La loro controparte è l'Amptp, l'Alliance of Motion Pictures and Television Producers, che ha sede a Encino (California), ne fanno parte gli otto colossi del settore, dalla Fox alla Disney, dalla Nbc a Viacom. Ogni tre anni rinnovano il contratto, il Minimum Basic Agreement (Mba) cui vengono aggiunte altre clausole. Stavolta la richiesta della gilda era importante: gli sceneggiatori volevano una fetta della torta rappresentata dai nuovi supporti, internet, dvd, videofonini ecc.. Ed è su questo che lo scontro si è inasprito. Convinti di logorarli, l'Amptp ha tenuto duro ed è accaduto il contrario. Il fronte padronale si è sfaldato, una a una le piccolo-medie case produttrici hanno firmato contratti separati, mentre i 12 mila compatti andavano avanti sotto una crescente solidarietà, che andava dalla Screen Actors Guild (Sag), che ha il contratto in scadenza nel giugno 2008, ai vecchi Teamsters e all'International Longshore and Warehouse Union, due sindacati dei lavoratori dei trasporti e della logistica (dice niente?).

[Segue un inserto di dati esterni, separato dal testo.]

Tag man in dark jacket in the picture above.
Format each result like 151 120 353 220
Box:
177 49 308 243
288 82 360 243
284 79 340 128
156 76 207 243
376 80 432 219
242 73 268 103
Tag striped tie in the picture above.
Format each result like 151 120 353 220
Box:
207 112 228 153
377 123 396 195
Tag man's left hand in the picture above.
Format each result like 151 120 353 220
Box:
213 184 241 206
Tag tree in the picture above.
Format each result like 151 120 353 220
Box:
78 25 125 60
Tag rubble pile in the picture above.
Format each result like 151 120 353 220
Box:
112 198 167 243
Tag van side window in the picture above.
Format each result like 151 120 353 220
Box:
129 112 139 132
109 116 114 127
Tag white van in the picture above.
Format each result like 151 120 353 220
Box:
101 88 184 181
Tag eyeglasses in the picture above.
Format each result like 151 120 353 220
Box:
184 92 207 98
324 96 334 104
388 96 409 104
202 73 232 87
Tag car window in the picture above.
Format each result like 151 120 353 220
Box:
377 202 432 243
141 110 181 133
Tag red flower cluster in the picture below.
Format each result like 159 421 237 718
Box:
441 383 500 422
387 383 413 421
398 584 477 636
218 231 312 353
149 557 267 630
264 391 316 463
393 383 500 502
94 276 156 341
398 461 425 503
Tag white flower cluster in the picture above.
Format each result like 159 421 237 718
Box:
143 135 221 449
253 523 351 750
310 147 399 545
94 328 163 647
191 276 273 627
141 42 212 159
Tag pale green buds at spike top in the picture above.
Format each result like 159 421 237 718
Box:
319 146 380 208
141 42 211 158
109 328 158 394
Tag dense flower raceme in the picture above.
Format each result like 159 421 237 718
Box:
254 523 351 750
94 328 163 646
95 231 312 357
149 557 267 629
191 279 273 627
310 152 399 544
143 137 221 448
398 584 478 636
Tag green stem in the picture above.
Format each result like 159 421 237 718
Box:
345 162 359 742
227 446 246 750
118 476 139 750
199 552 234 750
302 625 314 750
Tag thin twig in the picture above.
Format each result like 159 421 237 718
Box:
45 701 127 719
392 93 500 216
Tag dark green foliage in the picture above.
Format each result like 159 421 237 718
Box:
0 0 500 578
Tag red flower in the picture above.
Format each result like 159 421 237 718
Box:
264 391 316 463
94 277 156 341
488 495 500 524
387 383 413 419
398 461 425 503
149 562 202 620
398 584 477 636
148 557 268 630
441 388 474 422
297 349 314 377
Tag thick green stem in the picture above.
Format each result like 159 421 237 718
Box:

Sono commoventi le foto dove vedi vecchie glorie del cinema, ottantenni, novantenni, in carrozzella, sfilare coi giovani e inalberare cartelli, c'è una solidarietà intergenerazionale e professionale sorprendente. I membri della gilda erano tenuti costantemente informati dei negoziati, un rapporto tra base e vertice di grande fiducia (anche se all'approvazione dell'accordo finale ci saranno un po' di contrari). La comunicazione via internet è garanzia di questa trasparenza, di questo rapporto democratico. È Richard Freeman che, alla fine degli anni 90, aveva intravisto le grandi possibilità che internet offre all'organizzazione sindacale, all'associazionismo dei lavoratori («Will unionism prosper in cyberspace? The promise of the internet for employee organization» sul British Journal for Industrial relations del settembre 2002). Ma internet richiede un'organizzazione fitta e competenze sofisticate. Per tenere in piedi per tre mesi siti come www.wga.org oppure www.unitedhollywood.com occorre avere una struttura in grado di reagire in tempo reale, un giro di uomini e donne che manco una multinazionale riesce a mobilitare. Oppure è la mia ignoranza di settantenne che piglia abbagli?

Avere potere d'interdizione, di blocco del processo produttivo, oggi ancora non basta, occorre essere collocati in posizioni di grande visibilità e il mondo del cinema è uno di questi. I militanti di Wga hanno bloccato la consegna dei Golden Globe, un business miliardario. La controparte ha ceduto pochi giorni prima della consegna degli Oscar, perché gli sceneggiatori erano pronti a bloccare anche quella. Il loro sciopero ha lasciato a casa decine di migliaia di lavoratori del ciclo produttivo, appartenenti ad altre categorie. L'Amptp sperava che si rivoltassero e rompessero i picchetti, ma non è accaduto e questo vuol dire qualcosa.
Mentre rivedo gli appunti per l'articolo, i testi che ho scaricato, mi viene un'illuminazione. Non ho visto nessun sociologo, nessun professore pontificare su quella lotta, nessuna sentenza sputata da salive accademiche, miracolo! Stare davanti al video e seguire in diretta questi eventi è come assistere al ricostituirsi di tessuti per anni intaccati dalla metastasi del neoliberalismo, dell'individualismo, dell'ideologia del fai-da-te, è tornare a vedere uomini e donne che fanno la cosa più elementare del mondo: difendere la propria condizione di lavoratori. Una cosa familiare per noi un tempo, oggi diventata rara.

Su Rai3, qualche sera fa, è passato il film di Francesca Comencini In fabbrica. Qui c'è la classe operaia vera, te la ricordi? Diamine, riconosco luoghi, volti, situazioni. Manca un sacco di roba, la chimica tanto per dire, manca la Madre di tutte le lotte, quella degli elettromeccanici milanese del '60. Ma non importa, va bene lo stesso e alla fine il capolavoro, le ultime interviste a metalmeccanici di oggi. Due immigrati-zio Tom e due ragazze spente, un capetto contento di essere competitivo. Ecco come li hanno ridotti un quarto di secolo di cure. Torno al video: la Sinistra, dice una notizia, rimette al centro il lavoro. Avrebbe dovuto farlo vent'anni fa. Oggi non sa nemmeno cosa sia il lavoro.